While Omega-3 supplements might appear to be the latest fad, there is actually some truth to the health claims made about these fatty acids, which can be broken down to three different types: EPA, DHA, and ALA. Omega-3 fatty acids have been found to be beneficial for our heart health, specifically for lowering blood fat thus helping protect against heart disease. They can also aid with reducing inflammation and stiffness associated with rheumatoid arthritis, and help visual and neurological development in infants.
Given that fat makes up a good portion of our brain, there has also been considerable research recently on the link between brain health and omega-3 fatty acids. A number of studies show that omega-3s are beneficial for reducing symptoms of ADHD, possibly dementia and Alzheimer’s, depression, and other mood disorders. Scientists have found that countries or cultures in which fish is a staple part of the diet have lower numbers of depression. Omega-3s are also found to be particularly helpful as a supplement to anti-depressant therapy.

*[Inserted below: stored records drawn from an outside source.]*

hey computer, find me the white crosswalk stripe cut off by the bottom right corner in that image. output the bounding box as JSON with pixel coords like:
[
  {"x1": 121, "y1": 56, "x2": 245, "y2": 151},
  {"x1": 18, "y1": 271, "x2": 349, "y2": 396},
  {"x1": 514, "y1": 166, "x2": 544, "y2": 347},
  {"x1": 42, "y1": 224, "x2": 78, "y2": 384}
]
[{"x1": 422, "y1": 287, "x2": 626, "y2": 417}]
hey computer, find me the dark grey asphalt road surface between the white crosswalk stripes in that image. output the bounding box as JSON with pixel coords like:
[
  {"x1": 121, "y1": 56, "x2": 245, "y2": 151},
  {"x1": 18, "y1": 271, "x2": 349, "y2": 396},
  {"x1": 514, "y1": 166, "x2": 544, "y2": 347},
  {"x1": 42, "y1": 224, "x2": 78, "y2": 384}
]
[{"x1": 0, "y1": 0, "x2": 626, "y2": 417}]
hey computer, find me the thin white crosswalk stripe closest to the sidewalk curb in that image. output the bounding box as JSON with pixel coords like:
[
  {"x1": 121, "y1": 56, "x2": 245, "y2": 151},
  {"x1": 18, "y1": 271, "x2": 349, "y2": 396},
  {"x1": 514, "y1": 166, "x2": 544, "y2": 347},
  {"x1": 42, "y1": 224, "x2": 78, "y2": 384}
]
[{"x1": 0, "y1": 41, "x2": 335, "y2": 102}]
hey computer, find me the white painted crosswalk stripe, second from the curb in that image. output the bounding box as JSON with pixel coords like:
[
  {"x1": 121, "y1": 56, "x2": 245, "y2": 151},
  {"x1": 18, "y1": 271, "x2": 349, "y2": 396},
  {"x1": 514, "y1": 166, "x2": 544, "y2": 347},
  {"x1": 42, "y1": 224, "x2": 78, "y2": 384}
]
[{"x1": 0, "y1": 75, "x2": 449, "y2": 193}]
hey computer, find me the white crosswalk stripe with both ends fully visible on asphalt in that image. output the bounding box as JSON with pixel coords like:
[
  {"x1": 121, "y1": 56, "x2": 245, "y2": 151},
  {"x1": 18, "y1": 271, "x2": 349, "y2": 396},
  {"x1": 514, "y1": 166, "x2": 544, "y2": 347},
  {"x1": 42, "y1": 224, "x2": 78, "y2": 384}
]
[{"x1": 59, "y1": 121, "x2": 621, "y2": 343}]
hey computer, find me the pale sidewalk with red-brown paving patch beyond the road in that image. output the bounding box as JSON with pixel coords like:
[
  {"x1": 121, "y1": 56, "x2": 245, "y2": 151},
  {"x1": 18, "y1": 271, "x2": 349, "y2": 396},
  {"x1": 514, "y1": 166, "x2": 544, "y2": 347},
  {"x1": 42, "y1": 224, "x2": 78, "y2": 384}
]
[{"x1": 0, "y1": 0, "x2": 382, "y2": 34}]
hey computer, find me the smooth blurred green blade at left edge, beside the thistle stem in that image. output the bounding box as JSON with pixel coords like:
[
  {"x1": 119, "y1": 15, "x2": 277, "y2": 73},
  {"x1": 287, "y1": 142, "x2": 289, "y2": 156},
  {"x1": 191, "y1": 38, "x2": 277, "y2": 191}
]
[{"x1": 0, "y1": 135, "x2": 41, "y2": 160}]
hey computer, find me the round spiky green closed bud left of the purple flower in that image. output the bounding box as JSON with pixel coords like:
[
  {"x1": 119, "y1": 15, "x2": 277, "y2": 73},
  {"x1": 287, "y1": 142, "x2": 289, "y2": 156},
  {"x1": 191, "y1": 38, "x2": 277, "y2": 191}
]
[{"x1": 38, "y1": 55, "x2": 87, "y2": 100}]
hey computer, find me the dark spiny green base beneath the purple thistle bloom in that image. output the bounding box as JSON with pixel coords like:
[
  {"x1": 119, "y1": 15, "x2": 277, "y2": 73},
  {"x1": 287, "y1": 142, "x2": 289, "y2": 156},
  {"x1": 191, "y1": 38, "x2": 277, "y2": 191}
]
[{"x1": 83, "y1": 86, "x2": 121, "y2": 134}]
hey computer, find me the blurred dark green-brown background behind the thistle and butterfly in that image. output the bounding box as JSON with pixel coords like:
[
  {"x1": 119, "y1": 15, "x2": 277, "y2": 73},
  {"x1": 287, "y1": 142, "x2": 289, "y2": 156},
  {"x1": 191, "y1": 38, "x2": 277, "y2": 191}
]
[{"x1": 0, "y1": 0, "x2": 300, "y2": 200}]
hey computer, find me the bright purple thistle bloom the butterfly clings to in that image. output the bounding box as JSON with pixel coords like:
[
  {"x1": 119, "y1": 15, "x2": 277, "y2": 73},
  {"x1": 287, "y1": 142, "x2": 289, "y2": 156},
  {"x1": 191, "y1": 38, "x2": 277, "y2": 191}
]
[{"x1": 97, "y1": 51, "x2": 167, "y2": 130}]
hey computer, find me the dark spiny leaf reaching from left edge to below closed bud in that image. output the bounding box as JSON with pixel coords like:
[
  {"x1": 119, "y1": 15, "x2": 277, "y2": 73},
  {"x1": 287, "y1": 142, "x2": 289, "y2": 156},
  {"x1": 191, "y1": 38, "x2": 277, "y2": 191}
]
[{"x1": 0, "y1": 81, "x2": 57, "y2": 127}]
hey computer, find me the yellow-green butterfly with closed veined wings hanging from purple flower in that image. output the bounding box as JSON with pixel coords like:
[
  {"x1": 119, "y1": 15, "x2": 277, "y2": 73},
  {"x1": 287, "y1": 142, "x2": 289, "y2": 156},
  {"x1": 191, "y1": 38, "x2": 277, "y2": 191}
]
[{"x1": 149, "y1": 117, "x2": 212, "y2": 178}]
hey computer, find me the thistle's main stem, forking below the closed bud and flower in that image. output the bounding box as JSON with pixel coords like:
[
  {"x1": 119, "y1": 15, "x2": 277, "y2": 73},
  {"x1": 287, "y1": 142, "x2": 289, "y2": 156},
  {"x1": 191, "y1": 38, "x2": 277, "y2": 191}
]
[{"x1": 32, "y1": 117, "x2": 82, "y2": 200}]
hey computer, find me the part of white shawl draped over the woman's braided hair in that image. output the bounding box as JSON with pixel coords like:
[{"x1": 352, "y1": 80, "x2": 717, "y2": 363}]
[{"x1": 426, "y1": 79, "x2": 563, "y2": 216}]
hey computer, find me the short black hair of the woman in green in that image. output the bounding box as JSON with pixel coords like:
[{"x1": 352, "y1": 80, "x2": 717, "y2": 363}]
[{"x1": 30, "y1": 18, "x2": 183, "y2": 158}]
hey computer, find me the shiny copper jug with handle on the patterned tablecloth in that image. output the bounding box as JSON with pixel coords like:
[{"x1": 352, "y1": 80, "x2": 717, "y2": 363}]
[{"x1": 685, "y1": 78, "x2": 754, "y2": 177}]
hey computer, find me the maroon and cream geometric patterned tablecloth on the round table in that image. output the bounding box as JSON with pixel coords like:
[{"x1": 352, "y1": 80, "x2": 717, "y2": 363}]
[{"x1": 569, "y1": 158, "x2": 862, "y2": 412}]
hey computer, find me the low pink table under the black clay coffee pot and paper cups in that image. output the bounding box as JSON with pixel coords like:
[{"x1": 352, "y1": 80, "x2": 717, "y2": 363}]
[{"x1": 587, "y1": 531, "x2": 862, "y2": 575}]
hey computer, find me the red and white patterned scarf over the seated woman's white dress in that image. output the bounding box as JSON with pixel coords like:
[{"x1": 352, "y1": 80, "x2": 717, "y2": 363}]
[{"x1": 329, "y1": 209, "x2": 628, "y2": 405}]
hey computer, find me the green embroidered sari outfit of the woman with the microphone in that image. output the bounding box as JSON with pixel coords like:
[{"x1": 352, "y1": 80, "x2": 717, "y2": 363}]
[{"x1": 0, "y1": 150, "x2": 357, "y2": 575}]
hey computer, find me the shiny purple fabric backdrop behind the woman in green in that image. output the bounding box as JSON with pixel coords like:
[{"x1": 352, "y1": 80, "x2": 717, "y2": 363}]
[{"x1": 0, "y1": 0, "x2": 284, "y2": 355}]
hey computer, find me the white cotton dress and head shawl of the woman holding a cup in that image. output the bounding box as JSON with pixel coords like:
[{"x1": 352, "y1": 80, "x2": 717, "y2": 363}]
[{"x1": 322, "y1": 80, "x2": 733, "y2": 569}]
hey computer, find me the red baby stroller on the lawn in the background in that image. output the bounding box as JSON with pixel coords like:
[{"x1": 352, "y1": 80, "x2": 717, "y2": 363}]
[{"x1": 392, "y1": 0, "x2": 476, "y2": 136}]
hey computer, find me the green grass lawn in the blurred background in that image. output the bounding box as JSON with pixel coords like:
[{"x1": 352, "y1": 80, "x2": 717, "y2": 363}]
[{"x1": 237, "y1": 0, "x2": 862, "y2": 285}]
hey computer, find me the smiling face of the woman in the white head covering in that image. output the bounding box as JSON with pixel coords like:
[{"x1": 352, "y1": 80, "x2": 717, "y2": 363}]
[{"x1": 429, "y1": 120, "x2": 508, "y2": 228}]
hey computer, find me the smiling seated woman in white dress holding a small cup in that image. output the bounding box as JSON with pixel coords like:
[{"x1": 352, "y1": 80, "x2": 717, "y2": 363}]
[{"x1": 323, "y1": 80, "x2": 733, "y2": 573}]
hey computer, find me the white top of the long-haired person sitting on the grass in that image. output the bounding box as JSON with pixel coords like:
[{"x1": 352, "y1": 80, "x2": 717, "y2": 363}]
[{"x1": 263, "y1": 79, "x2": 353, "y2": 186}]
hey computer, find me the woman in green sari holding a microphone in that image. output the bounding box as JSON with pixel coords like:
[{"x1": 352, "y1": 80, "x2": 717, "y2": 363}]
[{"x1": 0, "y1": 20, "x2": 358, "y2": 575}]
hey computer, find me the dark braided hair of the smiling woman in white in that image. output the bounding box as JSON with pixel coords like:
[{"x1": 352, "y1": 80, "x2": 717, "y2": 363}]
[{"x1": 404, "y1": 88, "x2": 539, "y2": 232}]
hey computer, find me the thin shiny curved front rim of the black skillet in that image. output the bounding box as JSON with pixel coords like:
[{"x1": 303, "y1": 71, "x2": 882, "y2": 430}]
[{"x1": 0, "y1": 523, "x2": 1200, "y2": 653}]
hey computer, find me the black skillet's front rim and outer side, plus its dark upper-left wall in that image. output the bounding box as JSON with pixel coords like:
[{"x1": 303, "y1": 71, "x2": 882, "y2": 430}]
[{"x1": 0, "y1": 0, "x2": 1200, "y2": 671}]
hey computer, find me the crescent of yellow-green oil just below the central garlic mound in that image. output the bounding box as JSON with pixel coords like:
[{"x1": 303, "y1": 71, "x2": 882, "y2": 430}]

There are a number of ways in which omega-3s can alleviate depression, namely, due to their anti-inflammatory properties, their ability to pass through the brain cell membrane and act on mood-related molecules, and more specifically their impact on a crucial neurotransmitter called serotonin. Serotonin is considered to be imperative for regulating mood, sleep, appetite, and giving us a general feeling of well-being. Likewise, lower levels of serotonin have been linked to a number of mental health issues, including depression, ADHD, and bipolar disorder. Recent studies show that omega-3s, as well as Vitamin D, are important for the release, production, and function of serotonin in the brain, thereby lifting our mood over a period of time.
However, the question is, is it better to get omega-3s from food or to supplement? Many doctors advise eating fish high in DHA and EPA omega-3 fatty acids, such as anchovies, bluefish, mackerel, wild Salmon etc., about two to three times a week and consuming walnuts, flaxseeds, soybean and/or canola oil (i.e. sources of ALA) to get their weekly quota of omega-3s. For those who don’t consume fish at all, it might be beneficial to speak to the doctor regarding supplementing with omega-3 supplements. Vegetarians or vegans now also have the option of taking omega-3 supplements that are sourced from marine algae and/or flaxseeds.
“Treating depression with Omega-3: Encouraging results from largest clinical study” (2010). Retrieved from www.sciencedaily.com
“The Facts on Omega-3 Fatty Acids”. Retrieved from www.webmd.com
Mischoulon, D. (2018). Omega-3 fatty acids for mood disorders. Retrieved from www.health.harvard.edu.